A decade ago, agencies sold the dream.
“Give us a retainer, we’ll give you peace of mind. We’ll handle your brand. Your socials. Your SEO. Your marketing. Basically, your destiny.”
And founders signed the cheque, smiled, and waited for magic.
Spoiler: magic never came.
What came instead were 30 posts a month, two reels, one blog, and a PDF calendar that looked the same as the previous month’s.
Retainers worked once — when digital was new, when clients didn’t question, and when “being online” itself felt like progress.
But let’s face it: today, retainers are on life support.
Why Retainers Are Dying
- Boredom.
Founders don’t want “12 Happy Diwali creatives” every year. Neither do audiences. Yet most retainers are glorified festival greetings on Canva. - No Results.
Monthly retainers promised consistency but rarely guaranteed outcomes. “Engagement is up 3%” doesn’t pay salaries. - AI Ate the Calendar.
What agencies billed 2 lakhs for — 20 posts, 5 reels — AI now churns out in 20 minutes. Faster, cheaper, sometimes better. - Performance > Presence.
Founders today don’t care how many posts you made; they want to know how many leads closed, how many carts recovered, how many homes sold.
What Replaces Retainers?
The obituary of retainers isn’t the death of agencies. It’s the death of laziness.
Here’s what’s already taking their place:
- Campaign-Led Retainers.
Not “30 posts,” but “3 big campaigns a quarter.” Think launches, Diwali blitzes, narrative pushes. Less filler, more fire. - Performance Partnerships.
Agencies moving skin-in-the-game: percentage of revenue, leads, or sales. High risk, high trust, high reward. - Fractional Leadership.
Instead of paying for 20 juniors, founders pay for one scarred brain who’s seen it all. Outsider clarity, insider execution. (Yes, that’s me.) - Hybrid Models.

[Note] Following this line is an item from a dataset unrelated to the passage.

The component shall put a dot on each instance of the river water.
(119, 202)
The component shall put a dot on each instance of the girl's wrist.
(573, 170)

A thin baseline for hygiene (yes, you still need posts to stay alive), layered with bursts of performance and seasonal campaigns.
The Founder’s Dilemma
Founders love predictability, which is why retainers existed. But what they actually want is predictable results, not predictable PDFs.
And agencies love stability, which is why they sold retainers. But stability without impact is just a slow funeral.
My Take
Retainers aren’t dying because clients became unreasonable.
They’re dying because agencies stopped being ambitious.
If your “value” can be replaced by a 19-year-old with ChatGPT and Canva Pro, maybe it’s time to admit you were never adding value in the first place.
The future belongs to agencies (and leaders) who can mix systems with sparks:
- Delivery that doesn’t break.
- Campaigns that don’t bore.
- Outcomes that matter.
Retainers may be dead. But relevance is very much alive.